Please note that I am not a financial adviser. My husband and I have not put away enough money for our two children to go to college. Our income is freelance. Our little Cape house could use a coat of paint. But we once saved enough from our beer-bottle and tax returns to write such a recklessly big check to the global wellness organization Partners in Health that they promptly sent us a handwritten invitation to a black-tie fundraising gala. Us, with our thrift-store jeans and library books, our camping holidays and baked-potato dinner parties. "Oh, my God," I said to my husband. "They think we're rich!" This struck us as hilarious. Until our daughter, with the uncanny, unapologetic wisdom of her 11 years, said, "Well, we are rich. I mean, compared to most of the world." And that, of course, is the point exactly. Clean water pours from our faucets; nourishing food fills our fridge; the children are vaccinated against catastrophic illnesses. Our wealth abounds. Ideally, at least in those ways, yours does, too.
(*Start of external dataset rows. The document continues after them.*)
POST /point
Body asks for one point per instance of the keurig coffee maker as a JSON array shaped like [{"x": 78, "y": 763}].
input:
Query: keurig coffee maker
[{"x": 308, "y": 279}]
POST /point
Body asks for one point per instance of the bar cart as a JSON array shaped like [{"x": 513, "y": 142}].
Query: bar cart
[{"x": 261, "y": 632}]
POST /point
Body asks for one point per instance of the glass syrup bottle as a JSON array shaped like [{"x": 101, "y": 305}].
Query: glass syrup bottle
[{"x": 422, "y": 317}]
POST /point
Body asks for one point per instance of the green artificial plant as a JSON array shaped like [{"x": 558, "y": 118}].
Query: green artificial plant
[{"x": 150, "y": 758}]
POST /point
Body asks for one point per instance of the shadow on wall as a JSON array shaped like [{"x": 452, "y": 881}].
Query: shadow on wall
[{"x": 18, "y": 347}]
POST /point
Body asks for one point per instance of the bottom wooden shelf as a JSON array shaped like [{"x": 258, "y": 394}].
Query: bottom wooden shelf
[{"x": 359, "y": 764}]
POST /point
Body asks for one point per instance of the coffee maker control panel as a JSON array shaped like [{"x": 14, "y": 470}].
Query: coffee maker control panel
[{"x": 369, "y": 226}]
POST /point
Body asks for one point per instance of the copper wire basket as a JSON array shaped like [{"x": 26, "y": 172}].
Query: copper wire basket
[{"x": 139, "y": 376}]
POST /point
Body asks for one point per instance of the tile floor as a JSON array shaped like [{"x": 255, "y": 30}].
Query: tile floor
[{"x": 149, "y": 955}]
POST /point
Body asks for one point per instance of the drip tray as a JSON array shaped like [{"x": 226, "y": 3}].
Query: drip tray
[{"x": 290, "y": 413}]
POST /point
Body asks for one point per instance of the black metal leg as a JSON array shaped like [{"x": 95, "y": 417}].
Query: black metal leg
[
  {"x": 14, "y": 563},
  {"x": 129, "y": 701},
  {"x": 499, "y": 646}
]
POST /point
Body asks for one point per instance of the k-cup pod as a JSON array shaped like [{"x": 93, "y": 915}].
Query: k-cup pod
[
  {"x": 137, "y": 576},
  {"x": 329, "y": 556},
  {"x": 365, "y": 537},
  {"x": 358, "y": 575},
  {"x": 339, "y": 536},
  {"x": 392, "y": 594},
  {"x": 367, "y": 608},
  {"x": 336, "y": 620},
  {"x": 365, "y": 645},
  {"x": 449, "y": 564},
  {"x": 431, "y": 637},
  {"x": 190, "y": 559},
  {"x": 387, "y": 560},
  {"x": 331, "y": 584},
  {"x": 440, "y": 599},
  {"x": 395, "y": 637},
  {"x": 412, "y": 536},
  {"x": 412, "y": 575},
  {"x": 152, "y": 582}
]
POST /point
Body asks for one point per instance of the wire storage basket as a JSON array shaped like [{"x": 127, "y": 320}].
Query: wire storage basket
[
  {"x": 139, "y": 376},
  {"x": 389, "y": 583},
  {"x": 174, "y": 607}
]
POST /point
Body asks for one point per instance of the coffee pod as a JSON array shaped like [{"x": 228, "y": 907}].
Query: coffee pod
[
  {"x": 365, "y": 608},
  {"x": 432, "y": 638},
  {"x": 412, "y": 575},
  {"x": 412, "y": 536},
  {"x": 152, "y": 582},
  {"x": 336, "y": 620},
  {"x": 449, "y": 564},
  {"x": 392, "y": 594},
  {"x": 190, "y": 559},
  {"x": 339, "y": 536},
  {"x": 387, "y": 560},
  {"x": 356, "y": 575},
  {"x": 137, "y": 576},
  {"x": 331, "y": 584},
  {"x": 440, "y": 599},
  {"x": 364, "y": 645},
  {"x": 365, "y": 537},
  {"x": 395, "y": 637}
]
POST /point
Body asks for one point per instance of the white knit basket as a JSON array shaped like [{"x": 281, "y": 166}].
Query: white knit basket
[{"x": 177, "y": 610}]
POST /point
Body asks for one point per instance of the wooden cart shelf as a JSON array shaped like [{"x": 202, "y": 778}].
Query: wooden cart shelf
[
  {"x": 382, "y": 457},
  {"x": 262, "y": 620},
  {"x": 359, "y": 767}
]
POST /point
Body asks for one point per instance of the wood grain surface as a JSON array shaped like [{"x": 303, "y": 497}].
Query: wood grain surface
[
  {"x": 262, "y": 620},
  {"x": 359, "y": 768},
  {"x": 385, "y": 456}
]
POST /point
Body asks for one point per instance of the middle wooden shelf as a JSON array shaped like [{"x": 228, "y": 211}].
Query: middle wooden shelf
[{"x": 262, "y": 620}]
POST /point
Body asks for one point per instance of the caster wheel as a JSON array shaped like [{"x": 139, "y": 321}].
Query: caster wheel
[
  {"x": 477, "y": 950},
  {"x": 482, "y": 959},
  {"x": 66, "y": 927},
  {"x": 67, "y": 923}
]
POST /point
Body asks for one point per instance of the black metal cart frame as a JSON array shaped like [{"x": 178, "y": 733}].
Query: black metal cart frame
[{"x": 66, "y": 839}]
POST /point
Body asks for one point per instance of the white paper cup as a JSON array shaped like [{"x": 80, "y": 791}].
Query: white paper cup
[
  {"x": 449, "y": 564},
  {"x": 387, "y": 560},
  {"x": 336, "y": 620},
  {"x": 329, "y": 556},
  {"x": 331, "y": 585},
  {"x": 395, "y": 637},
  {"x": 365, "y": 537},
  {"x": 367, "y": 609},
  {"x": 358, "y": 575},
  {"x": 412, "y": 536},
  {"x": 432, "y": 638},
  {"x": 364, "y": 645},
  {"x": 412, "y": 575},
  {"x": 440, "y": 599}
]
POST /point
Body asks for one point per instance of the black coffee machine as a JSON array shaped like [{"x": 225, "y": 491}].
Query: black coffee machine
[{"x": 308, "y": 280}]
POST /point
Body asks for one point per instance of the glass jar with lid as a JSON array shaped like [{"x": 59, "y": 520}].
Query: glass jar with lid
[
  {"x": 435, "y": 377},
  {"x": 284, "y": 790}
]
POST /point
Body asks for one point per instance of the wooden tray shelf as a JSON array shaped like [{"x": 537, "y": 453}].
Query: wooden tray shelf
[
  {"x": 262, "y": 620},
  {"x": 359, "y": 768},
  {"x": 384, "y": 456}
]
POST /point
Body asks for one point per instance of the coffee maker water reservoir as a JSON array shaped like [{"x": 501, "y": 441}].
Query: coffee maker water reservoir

Which means we get to be philanthropists! Even if you're having a bad year and you can give only $5, write the $5 check anyway. But first brainstorm a list of what matters most to you. Maybe it's world health. Or wildlife. Or eliminating urban poverty. Education. Politics. Public radio. Talk through the causes, research the related charitable organizations and decide how you want to invest in the best world you can imagine.

And remember that you can break your own rules. We gave money to our son's teacher, whose Guinean family has been hit hard by Ebola, even though our policy is to donate not to individuals but to organizations that know how to distribute aid in a crisis. But these are the ill parents and siblings of someone we know personally, and we can't help being touched by proximity. We also have a policy not to hand out money on the street, given that every dollar donated to our local food bank provides three meals a day for the needy—a more sensible investment. But then I hand out money on the street. Because people ask for it. Because they are ragged and hungry, or they have a new baby or an old dog, or they open a toothless mouth to call me "darling."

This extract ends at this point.